The chestnut foundation has been working for about 15 years to develop a blight-resistant variety. The goal is to infuse the American chestnut with the blight-resistant genes of the Chinese chestnut.
American chestnuts once made up about 25 percent of the forests in the eastern United States, with an estimated 4 billion trees from Maine to Mississippi and Florida.
The trees helped satisfy demand for roasted chestnuts, and their rot-resistant wood was used to make fence posts, utility poles, barns, homes, furniture and musical instruments.
Then these magnificent hardwoods, which could grow to a height of 100 feet and a diameter of 8 feet or more, were almost entirely wiped out by a fast-spreading fungus discovered in 1904.
"There are no chestnuts roasting on an open fire, and if they are, they're Chinese," Keehn said.
Way to go gardening101usa! Excellent post. I love reading news like this!
I have the Timburr Chestnut as well as several other blight resistant hybrids from Oikos Tree Farms. I am very happy with them. They fill a niche.
Equilibrium, I sent you a D-mail on the Timburr.
I just checked my D-Mail and there's nothing there. Please try again.
Definitely a chestnut, but whether it is Castanea dentata or not, I'm less sure.
Those leaves could just as easily have come from any of the many Castanea sativa (Sweet Chestnut, from Europe) I see around here. What little I've seen of C. dentata usually has proportionally shorter, broader leaves with more widely spaced serration, but I've not seen much so that may not always apply.

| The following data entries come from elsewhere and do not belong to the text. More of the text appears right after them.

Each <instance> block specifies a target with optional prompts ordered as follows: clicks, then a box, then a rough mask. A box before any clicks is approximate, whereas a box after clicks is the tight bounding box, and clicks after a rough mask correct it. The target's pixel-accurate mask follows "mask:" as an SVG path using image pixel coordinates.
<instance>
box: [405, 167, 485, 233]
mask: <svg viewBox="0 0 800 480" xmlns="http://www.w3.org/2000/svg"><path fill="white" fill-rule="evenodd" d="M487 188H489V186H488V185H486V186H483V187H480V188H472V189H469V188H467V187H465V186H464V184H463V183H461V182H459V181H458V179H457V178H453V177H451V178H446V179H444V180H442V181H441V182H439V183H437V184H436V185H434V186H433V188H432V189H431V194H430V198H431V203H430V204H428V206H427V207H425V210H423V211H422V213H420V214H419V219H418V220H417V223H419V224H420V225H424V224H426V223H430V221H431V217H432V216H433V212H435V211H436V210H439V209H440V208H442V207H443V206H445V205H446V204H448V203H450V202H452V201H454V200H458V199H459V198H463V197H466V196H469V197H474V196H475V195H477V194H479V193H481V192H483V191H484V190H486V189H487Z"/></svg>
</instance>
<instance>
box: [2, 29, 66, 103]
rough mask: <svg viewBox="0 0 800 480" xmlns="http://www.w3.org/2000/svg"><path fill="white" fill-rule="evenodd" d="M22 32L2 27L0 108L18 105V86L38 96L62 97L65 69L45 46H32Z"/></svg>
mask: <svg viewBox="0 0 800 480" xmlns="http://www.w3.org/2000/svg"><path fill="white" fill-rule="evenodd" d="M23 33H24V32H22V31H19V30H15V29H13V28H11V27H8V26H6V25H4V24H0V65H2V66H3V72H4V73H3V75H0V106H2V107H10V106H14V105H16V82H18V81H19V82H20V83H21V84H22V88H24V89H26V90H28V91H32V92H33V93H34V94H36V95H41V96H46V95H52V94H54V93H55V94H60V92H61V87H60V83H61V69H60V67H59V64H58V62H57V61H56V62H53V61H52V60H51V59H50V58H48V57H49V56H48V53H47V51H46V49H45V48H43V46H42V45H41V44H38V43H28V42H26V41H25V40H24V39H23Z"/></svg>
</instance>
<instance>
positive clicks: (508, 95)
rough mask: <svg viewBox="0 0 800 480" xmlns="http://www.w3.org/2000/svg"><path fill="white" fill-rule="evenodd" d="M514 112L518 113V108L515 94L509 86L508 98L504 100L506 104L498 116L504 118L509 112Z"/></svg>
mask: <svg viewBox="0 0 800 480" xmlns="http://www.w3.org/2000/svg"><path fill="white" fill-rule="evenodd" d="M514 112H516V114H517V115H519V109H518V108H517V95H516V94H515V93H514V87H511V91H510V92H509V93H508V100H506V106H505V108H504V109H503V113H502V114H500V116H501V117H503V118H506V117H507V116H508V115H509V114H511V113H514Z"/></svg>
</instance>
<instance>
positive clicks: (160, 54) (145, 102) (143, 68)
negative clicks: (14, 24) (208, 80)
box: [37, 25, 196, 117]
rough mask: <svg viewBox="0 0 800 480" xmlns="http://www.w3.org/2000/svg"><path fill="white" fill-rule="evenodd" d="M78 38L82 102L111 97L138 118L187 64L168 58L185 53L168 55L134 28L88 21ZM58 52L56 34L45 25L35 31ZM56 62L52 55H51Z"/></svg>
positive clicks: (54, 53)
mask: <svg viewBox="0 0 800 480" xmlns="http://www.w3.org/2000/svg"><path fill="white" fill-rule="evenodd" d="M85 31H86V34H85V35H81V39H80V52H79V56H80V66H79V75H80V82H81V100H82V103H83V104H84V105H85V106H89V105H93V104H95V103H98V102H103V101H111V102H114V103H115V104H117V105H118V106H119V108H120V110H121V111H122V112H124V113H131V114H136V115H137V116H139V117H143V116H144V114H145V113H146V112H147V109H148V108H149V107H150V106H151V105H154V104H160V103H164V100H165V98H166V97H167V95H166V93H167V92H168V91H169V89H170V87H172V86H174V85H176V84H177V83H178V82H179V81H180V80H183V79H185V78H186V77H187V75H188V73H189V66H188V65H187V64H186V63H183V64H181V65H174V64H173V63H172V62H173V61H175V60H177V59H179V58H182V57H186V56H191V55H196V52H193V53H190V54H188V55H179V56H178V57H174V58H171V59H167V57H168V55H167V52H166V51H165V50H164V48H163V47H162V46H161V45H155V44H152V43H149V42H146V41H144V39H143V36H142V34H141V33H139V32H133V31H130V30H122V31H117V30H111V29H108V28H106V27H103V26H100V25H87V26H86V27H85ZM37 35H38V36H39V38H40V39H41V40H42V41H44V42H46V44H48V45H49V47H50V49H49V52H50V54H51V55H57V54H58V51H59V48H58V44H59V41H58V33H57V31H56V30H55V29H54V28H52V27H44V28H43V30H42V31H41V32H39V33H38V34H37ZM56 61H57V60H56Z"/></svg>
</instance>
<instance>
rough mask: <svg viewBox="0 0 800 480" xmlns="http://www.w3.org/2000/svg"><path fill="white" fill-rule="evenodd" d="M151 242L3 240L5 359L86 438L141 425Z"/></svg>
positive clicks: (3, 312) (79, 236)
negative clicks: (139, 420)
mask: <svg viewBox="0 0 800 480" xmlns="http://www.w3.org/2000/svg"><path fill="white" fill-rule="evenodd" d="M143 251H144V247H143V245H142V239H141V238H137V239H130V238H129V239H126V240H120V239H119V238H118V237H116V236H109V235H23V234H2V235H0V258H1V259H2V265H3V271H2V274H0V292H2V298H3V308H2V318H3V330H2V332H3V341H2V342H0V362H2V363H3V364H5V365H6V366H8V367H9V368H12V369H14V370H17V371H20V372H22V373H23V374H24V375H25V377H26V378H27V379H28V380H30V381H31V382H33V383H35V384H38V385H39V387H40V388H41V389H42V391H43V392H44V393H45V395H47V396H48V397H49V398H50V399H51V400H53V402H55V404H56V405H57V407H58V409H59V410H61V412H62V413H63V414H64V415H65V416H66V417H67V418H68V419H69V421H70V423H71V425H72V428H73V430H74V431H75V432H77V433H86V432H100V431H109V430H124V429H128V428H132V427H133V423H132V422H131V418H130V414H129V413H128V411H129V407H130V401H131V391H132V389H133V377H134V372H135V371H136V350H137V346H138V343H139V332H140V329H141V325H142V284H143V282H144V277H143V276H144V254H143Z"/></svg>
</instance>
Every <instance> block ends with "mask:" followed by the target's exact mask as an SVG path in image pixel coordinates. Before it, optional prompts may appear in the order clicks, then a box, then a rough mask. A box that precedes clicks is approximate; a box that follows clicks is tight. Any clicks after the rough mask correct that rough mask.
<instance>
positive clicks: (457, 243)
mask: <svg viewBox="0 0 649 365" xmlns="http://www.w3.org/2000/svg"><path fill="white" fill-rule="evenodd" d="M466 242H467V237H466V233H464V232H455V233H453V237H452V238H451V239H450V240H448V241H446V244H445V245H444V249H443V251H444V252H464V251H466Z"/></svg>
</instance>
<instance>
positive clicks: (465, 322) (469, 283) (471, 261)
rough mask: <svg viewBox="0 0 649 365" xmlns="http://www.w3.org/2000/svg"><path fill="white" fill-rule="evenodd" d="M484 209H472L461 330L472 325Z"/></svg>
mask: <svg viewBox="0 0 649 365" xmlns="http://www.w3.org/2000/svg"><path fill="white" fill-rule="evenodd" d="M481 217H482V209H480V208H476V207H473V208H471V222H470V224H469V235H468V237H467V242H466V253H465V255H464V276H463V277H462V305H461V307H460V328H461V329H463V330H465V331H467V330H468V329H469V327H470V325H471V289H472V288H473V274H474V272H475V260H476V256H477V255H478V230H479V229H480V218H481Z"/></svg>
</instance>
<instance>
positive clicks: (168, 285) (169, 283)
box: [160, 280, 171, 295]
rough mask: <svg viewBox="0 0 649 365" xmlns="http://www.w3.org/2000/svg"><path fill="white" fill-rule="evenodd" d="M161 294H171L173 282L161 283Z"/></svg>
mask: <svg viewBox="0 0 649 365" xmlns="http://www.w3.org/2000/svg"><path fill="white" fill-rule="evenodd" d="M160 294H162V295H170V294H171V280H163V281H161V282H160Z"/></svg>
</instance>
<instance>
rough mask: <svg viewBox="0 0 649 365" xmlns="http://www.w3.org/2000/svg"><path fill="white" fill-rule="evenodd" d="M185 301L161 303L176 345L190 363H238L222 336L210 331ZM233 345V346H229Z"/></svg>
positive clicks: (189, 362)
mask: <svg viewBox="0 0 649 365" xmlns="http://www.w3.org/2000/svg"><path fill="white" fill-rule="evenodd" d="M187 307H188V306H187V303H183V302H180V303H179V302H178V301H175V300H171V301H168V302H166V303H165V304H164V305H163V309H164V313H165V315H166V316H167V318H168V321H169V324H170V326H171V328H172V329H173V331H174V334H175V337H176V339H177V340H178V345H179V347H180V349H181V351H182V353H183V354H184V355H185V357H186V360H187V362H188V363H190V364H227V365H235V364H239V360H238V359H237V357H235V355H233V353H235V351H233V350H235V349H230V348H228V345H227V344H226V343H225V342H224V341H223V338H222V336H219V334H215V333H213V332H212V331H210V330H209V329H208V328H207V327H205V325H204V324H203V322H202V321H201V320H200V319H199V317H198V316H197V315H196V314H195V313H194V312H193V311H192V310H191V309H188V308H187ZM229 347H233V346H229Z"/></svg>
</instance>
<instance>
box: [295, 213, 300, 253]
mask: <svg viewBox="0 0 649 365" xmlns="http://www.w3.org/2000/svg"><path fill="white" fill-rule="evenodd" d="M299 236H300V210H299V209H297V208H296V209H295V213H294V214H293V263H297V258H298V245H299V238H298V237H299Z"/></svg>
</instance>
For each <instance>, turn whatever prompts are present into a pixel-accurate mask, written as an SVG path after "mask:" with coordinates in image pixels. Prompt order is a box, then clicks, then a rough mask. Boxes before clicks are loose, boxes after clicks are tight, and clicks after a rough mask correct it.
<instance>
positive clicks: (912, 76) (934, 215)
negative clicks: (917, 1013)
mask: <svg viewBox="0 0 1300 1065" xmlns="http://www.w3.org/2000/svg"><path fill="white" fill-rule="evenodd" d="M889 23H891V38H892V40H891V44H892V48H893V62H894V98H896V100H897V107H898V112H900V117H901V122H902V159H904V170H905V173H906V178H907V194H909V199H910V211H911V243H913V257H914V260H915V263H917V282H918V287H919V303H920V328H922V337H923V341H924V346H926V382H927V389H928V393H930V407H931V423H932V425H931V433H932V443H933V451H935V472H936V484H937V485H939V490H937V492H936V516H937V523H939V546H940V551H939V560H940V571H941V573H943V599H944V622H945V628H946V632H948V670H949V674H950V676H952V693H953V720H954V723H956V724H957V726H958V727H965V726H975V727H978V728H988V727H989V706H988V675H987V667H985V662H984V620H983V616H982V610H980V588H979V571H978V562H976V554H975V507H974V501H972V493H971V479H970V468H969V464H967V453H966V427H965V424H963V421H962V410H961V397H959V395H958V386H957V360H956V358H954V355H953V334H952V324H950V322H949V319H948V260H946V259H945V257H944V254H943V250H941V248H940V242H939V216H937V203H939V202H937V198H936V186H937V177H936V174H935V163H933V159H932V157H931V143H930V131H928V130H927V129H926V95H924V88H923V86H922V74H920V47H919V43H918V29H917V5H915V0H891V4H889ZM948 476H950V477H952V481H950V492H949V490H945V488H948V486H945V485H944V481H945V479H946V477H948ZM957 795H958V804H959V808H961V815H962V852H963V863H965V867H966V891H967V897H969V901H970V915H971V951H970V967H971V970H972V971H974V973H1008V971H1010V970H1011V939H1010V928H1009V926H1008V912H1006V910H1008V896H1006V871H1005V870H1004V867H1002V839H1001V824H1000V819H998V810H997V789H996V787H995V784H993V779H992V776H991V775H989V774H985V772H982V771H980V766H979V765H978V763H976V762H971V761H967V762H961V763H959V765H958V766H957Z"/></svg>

Then there's also C. mollissima and C. crenata, and all the various hybrids derived from them that have been raised to try to breed blight resistance into C. dentata - some of the hybrids are probably impossible to identify without DNA testing.
Resin
(edited for typo repair)
This message was edited Jul 11, 2006 9:52 AM
Right, at a 15/16 ration, I'm sure DNA is the only way to know. I am getting more and more interested in the American chestnut and the work both chestnut foundations are doing the more I become acquainted with the subject.